Находясь в обществе, не следовало позволять себе бурно выражать эмоции. Движения курсанта в танцевальном зале должны быть уверенны и несколько медлительны, в лице непременно изображалась холодность и скука. Всё это означало «уметь произвести нужное впечатление». По счастью, курсантов вне основной учебной программы и совершенно бесплатно обучали танцам. Для этого в училище регулярно приглашали девушек из культурно-просветительного училища. Занятия не были обязательными, но многие курсанты с удовольствием посещали их, и потом на всех вечерах могли выглядеть вполне достойно. Преодолевая стеснение и неловкость, Барков тоже посетил несколько таких занятий, после которых научился сносно вальсировать со своей рыженькой партнёршей.

Военная форма обычно диктовала вполне определённый стиль поведения. Получалось так, что военнослужащие практически никогда не садились в общественном транспорте, дабы не подскакивать постоянно в присутствии женщин или пожилых людей.

В те времена гарнизонная военная комендатура отличалась особой строгостью. Среди курсантов устойчиво ходили слухи об установлении неких планов на количество задержанных в городе солдат и курсантов. Получить замечание и запись в увольнительную записку можно было за любую мелочь. В военной форме, например, не приветствовалось даже ношение каких-либо авосек или сумок вольного гражданского покроя.

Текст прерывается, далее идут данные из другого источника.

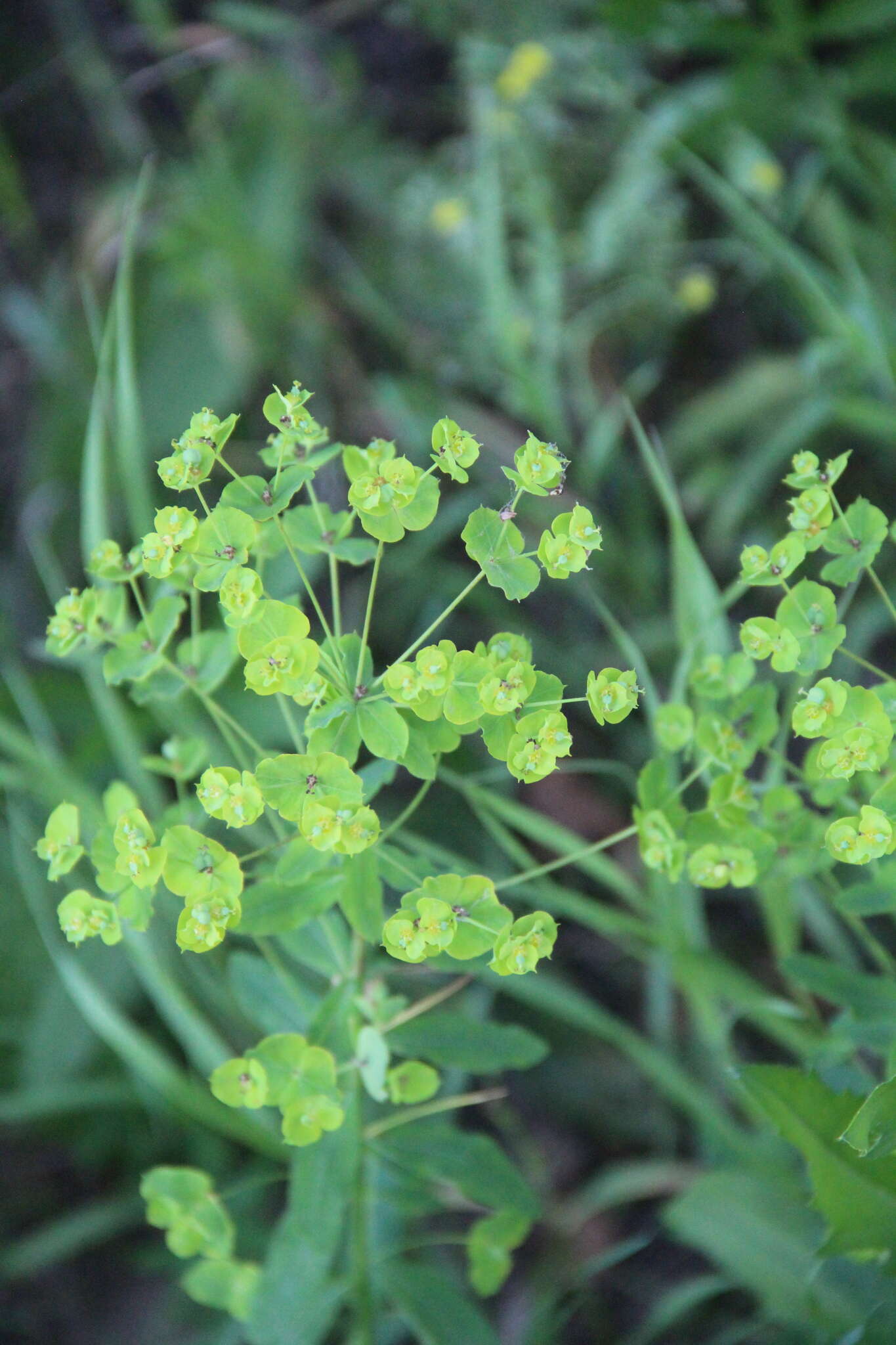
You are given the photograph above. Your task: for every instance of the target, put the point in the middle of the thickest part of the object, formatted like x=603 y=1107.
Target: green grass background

Вследствие этого, многие вообще старались избегать хождения по центральным улицам города, чтобы не отдавать воинскую честь офицерам и не получать замечания от патруля. В случае последнего, курсанта могли надолго лишить увольнения в город.

Однажды, к Николаю Баркову на первом курсе приехала матушка. Он получил увольнение, и они вместе отправились бродить по городу. На Будёновском проспекте его задержал патруль за не отдание воинского приветствия и прервал ему увольнение. Нужно было немедленно возвращаться обратно в училище. Матушка со слезами просила начальника патруля не делать этого, но офицер оставался непреклонен. Николаю было ужасно стыдно и обидно, но извиняться и просить офицера он не стал.

Барков учился довольно прилично, но требования воинской дисциплины у него плохо сочетались с неуёмной жаждой новых приключений и романтических похождений. Следовало отметить, что курсанты училища неизменно пользовались благосклонностью местных донских барышень. Это нередко кружило головы молодым людям в военной форме. Некоторые курсанты гордились чередой сменяемых знакомств с девушками, порой бывали не слишком разборчивы. Как-то раз, Николай вместе со своим другом однокурсником Владимиром Мыльниковым отправились провожать своих фабричных подружек, живших на окраине города. Что-то не сложилось, и они не пригласили их к себе домой. Взятое с собой спиртное, курсанты выпили прямо на тёмной улице, потом вспомнили, что уже опоздали в училище.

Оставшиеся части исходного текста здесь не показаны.